Page MenuHomePhabricator

Reimplement the model-upload script to take into consideration new use cases
Closed, ResolvedPublic

Description

In T391958 it was clear that the model-upload script needs some improvements, since it assumes that we upload a single model binary file at any given time. There are new use cases, like uploading an entire file path (with subdirs etc..) that should probably be encoded in Python rather than bash, for ease of debuggability/testability/readability.
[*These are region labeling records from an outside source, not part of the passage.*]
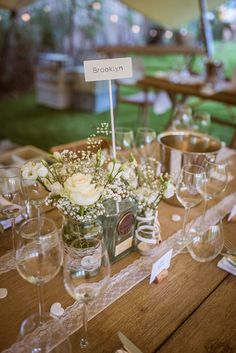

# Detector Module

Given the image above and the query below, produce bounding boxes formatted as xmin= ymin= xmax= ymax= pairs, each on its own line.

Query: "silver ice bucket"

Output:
xmin=157 ymin=131 xmax=221 ymax=206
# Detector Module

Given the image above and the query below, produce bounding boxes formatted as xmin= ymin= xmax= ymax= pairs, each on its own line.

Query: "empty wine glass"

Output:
xmin=64 ymin=238 xmax=110 ymax=348
xmin=176 ymin=164 xmax=205 ymax=245
xmin=187 ymin=221 xmax=224 ymax=262
xmin=199 ymin=160 xmax=228 ymax=225
xmin=136 ymin=127 xmax=156 ymax=163
xmin=0 ymin=167 xmax=26 ymax=233
xmin=13 ymin=217 xmax=63 ymax=337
The script is currently living in the puppet repository (./modules/profile/templates/statistics/explorer/ml/model_upload.sh.erb) and it gets deployed to all the statxxxx nodes (with the related s3 credentials etc..).

Event Timeline

I've started work on this ticket and I've reimplemented the bash script in Python, where I take advantage of boto3 to handle connection to Swift/s3.
However, I'm facing the following questions at the moment:

  1. How can I easily test the Python script?

I'm wondering if I could test by uploading dummy files, but I'm not sure if we have enough permissions to delete them later?
Another option would be just re-uploading one of the currently used models.

  1. Where should the new script live? Do other teams use model-upload script?

Currently, the model-upload bash script is part of puppet repository, which makes it available in each stat machine. In theory, we could do a similar thing with Python script, however the Python script also requires some dependencies (e.g. boto3) to work properly. Possibly we could install the required dependencies into our global Python on stat machines to make it work easily(?).

Another option would be putting it inside inference-services repository in a similar way we do load tests with locust, which means providing a Makefile, which would initialise the required environment and run the script. However, this approach makes it a little harder to use the script, because one needs to copy the repository first.

Thnx for working on this initiative.
I will share my thoughts which maybe answer some of your questions.

  1. You can always test your python script on statmachines: e.g. ssh stat1008.eqiad.wmnet.
    • You can test it first with some dummy files indeed (that was the way I tested the s3cmd when I was initially wanted to upload edit-check)
    • We have permissions to delete files using: s3cmd -c /etc/s3cmd/cfg.d/ml-team.cfg del s3://wmf-ml-models/.../.../...
    • You can also then test a real model, you can dowload it using transformers and then try to upload it using your script.:
model_name = "markussagen/xlm-roberta-longformer-base-4096"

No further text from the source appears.